"I've… been having the dreams again," she said.
"Recurring nightmares are a very ordinary response to traumatic events, Amanda. If you feel comfortable, why don't we go through it together, one more time. The details might have some hints about how you're processing things."
The doctor meant well with his professional, doting smile and even tone, but she wanted to shriek in his face that it was all bullshit regardless. She wasn't crazy. Amanda had seen Kayla's body with her own eyes, carved up like a Thanksgiving turkey. The insane thing was that everyone else could accept a closed casket funeral and the line that her friend had suddenly died peacefully in her sleep.

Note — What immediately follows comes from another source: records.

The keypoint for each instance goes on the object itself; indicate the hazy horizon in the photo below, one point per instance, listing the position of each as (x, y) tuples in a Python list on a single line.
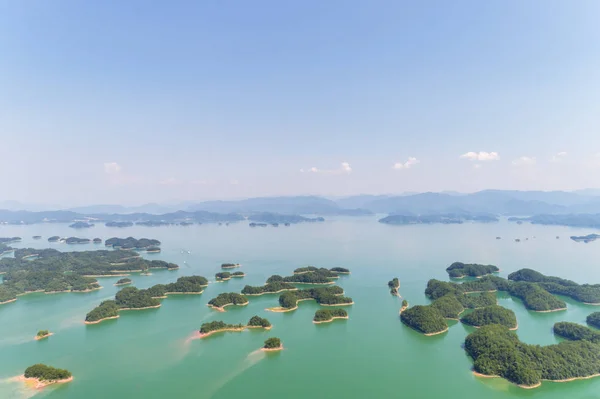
[(126, 103)]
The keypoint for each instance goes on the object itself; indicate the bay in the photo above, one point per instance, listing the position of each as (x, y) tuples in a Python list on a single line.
[(148, 353)]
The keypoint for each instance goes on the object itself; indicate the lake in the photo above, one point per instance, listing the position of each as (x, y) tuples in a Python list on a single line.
[(148, 354)]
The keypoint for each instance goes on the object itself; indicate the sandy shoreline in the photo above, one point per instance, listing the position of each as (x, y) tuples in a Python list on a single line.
[(147, 307), (39, 384), (549, 311), (37, 338), (101, 320), (330, 320)]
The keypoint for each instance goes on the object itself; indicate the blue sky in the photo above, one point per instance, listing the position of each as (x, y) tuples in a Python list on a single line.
[(136, 101)]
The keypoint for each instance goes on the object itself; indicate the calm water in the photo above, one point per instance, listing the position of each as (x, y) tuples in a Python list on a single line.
[(147, 354)]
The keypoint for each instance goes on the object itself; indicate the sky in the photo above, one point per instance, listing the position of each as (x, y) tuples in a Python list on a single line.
[(128, 102)]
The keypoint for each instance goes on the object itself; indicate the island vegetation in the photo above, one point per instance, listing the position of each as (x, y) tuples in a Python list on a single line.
[(42, 334), (269, 288), (427, 320), (226, 299), (393, 285), (460, 270), (272, 344), (45, 375), (494, 314), (328, 315), (496, 351)]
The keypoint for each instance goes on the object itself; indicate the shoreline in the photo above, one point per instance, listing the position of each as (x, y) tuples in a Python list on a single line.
[(549, 311), (101, 320), (330, 320), (36, 383), (37, 338), (339, 304), (147, 307)]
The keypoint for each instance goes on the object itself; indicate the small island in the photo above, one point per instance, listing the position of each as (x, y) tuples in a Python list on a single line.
[(43, 334), (272, 344), (494, 314), (39, 375), (393, 285), (226, 276), (461, 270), (218, 326), (227, 299), (329, 315), (425, 319)]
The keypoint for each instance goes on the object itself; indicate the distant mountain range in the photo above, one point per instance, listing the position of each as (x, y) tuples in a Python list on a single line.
[(496, 202)]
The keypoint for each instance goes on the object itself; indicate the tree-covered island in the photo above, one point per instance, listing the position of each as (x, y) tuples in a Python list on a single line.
[(460, 270), (329, 315), (227, 299), (41, 375), (43, 334), (272, 344), (496, 351), (493, 314)]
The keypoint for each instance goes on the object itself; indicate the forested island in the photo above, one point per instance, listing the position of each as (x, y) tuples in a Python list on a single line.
[(325, 296), (272, 344), (329, 315), (225, 276), (460, 270), (81, 225), (43, 334), (218, 326), (42, 375), (496, 351), (274, 287), (393, 285), (132, 243), (227, 299), (493, 314)]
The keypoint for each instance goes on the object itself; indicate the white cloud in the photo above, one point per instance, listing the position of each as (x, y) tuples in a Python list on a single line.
[(112, 167), (559, 156), (524, 161), (481, 156), (410, 162)]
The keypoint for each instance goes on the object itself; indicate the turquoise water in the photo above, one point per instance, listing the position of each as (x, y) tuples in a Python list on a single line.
[(148, 353)]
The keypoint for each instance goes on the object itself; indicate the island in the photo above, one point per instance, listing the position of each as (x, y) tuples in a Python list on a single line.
[(494, 314), (460, 270), (329, 315), (227, 299), (40, 375), (123, 281), (593, 319), (226, 276), (43, 334), (424, 319), (118, 224), (272, 344), (393, 285), (324, 296), (218, 326), (81, 225), (498, 352), (274, 287), (132, 243)]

"The last one started in the school gym." Kayla had been a pretty, popular cheerleader that Amanda had seen going through her perky routine on the sidelines countless times. In the dream, she was doing it again, shaking her pom-poms when a red gash split her torso. She carried on jumping, oblivious as her guts spilled out onto the polished basketball court. She was sliced and diced by invisible blades into bloody chunks, what remained of her head still smiling. "I guess she couldn't… make the cut!" a deep male voice boomed out, laughing at its own terrible joke as Amanda jerked awake screaming.

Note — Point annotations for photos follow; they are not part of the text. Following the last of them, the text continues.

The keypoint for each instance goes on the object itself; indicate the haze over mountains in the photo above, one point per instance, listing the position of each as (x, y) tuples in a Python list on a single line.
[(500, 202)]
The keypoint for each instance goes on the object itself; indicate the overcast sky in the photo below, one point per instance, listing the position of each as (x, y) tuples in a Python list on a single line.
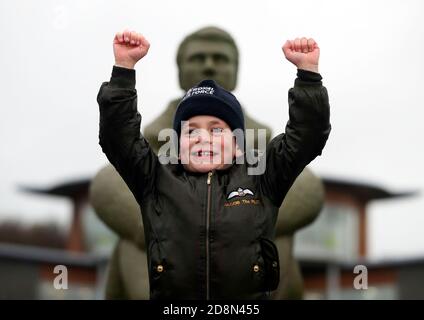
[(55, 54)]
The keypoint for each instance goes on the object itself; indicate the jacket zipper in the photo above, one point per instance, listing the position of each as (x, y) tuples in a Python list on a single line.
[(208, 214)]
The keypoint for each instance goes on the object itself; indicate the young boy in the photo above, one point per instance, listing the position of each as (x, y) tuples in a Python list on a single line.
[(208, 223)]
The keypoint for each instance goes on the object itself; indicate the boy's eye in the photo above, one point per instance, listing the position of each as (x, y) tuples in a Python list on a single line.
[(191, 132), (217, 130)]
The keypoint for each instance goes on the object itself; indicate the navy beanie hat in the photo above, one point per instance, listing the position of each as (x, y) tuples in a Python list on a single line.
[(208, 98)]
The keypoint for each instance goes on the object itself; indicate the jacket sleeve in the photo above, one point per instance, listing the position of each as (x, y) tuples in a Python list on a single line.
[(119, 135), (305, 136)]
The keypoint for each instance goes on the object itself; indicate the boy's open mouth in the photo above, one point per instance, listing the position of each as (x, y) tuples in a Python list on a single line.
[(203, 154)]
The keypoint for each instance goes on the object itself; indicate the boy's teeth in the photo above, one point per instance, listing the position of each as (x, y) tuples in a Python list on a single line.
[(204, 153)]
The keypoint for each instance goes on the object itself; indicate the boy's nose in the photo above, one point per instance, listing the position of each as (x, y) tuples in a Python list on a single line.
[(204, 137)]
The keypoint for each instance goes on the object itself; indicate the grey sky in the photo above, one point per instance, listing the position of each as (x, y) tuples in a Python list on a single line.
[(55, 54)]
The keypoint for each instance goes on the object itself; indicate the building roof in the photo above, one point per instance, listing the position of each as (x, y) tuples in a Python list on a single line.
[(71, 189), (363, 191)]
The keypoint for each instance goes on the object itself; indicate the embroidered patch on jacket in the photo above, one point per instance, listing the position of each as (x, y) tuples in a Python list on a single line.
[(240, 192)]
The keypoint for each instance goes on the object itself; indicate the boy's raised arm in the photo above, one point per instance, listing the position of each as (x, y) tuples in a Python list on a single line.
[(308, 127), (119, 134)]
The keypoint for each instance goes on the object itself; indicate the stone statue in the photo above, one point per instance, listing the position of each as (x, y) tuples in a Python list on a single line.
[(207, 53)]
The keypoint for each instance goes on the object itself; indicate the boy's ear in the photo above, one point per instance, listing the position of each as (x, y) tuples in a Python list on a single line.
[(239, 152)]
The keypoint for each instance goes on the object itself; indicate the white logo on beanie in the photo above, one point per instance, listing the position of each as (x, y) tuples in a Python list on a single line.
[(199, 90)]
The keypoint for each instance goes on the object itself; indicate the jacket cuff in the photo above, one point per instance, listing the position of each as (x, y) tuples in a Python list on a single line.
[(123, 77), (310, 76)]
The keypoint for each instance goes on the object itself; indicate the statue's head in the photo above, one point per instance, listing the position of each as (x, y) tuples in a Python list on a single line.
[(208, 53)]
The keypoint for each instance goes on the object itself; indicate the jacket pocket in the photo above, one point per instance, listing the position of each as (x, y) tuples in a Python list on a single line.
[(156, 264), (271, 260)]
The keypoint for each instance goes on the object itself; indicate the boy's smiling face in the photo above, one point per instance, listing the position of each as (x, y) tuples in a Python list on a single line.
[(206, 143)]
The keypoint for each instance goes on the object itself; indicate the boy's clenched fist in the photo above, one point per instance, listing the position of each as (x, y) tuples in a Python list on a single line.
[(129, 47), (303, 53)]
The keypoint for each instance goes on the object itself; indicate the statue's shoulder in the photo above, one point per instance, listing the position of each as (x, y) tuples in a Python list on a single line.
[(164, 120)]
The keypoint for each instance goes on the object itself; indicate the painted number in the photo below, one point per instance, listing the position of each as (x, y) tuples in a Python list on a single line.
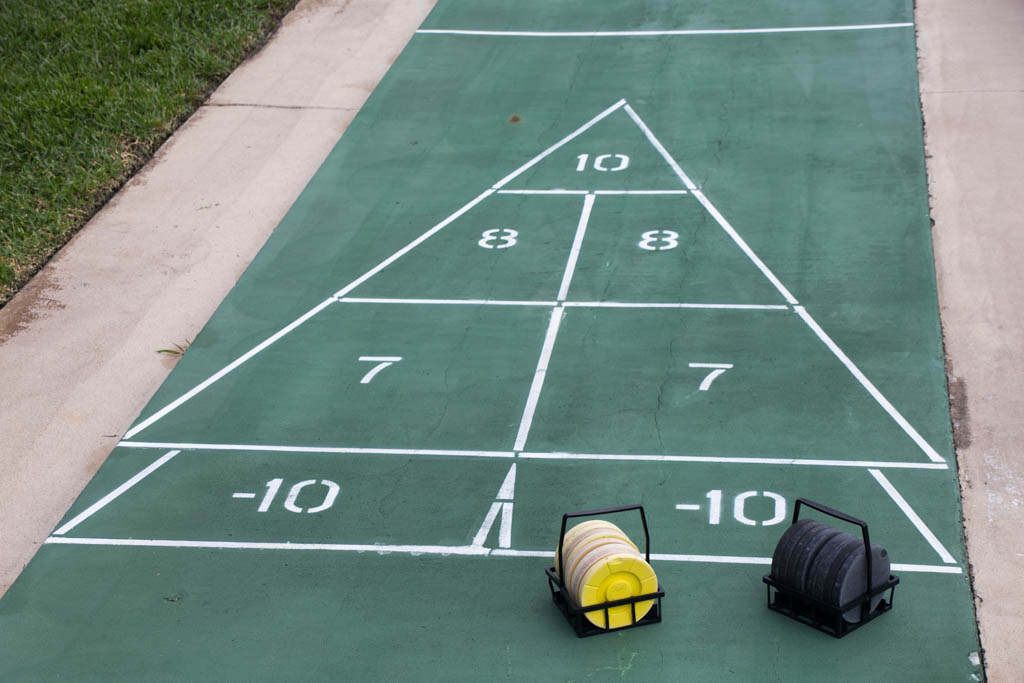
[(382, 363), (658, 240), (739, 507), (500, 238), (273, 485), (716, 370), (601, 163)]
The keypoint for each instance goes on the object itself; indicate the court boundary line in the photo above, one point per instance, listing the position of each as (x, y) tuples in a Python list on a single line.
[(662, 33), (589, 200), (869, 387), (111, 497), (381, 549), (918, 522), (367, 275)]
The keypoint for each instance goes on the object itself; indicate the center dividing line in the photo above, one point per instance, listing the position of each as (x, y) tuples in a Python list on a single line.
[(101, 503), (553, 325), (542, 370), (588, 205)]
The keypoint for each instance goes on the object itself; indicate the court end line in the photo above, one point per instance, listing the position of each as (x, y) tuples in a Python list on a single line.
[(912, 516), (582, 129), (316, 449), (576, 304), (709, 207), (421, 550), (452, 302), (539, 374), (101, 503), (733, 461), (588, 206), (871, 389), (246, 545), (656, 33)]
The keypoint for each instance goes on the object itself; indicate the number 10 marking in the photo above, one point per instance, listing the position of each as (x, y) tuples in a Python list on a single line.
[(382, 363), (716, 370)]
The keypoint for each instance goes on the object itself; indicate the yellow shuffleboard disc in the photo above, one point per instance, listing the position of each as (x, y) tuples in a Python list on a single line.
[(616, 577), (588, 561), (586, 542), (571, 534)]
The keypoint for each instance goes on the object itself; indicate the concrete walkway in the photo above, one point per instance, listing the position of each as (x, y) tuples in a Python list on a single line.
[(972, 86), (78, 346)]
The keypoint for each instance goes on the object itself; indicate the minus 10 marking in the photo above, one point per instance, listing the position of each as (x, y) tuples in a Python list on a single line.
[(291, 504)]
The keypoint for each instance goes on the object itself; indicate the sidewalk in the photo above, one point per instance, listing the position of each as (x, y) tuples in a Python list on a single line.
[(972, 68), (78, 345)]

She expected the doctor to go through the spiel again about how, officially, there was no foul play behind Kayla's death and this man who kept showing up in her dreams was a mental manifestation, an easy boogeyman and guilty party she could project her complex feelings of loss onto— blah, blah, blah. Amanda had flunked creative writing. If she had the inventive horsepower to make all this up lurking in her head, she thought she'd do something with it other than build new scenarios to torment herself with at night.
More and more often, she dreamed of the boiler room: a labyrinth of rusting catwalks, full of corroding pipes and steam, dimly lit by red light. She would wander, getting hopelessly turned around until the screeching scrape of metal-on metal would pierce her ears. The silhouette of a man would loom in the mist, one of his hands a gauntlet of knives that clinked as he drummed them against a railing. She could run, but he'd always be a step ahead. When she managed to get a clearer look at him, she saw that his skin was a mess of scar-tissue like he was a burn victim. He wore an old hat and ratty, striped sweater and smiled, laughing like it was a game as he closed in on her, heart-pounding as avenues of escape were cut off until finally she was cornered. Every time so far, she would jolt awake in a cold sweat just before his blades made the fatal connection.
Amanda was trying to figure how to put it into words to explain to her doctor that this felt like more than a dream, that her life was on the line. If she died in the nightmare, she thought, she'd be chopped up just like Kayla. She started to speak when something seemed off about the kindly old man sitting across from her. Had he always been bald? He moved the clipboard obscuring his face aside, revealing his features were different. His nose was long and crooked, his smile a malicious sneer. His skin molted away into a burnt char and the label on his coat changed to read, "Freddy Krueger."
"I've got a prescription for you, bitch!"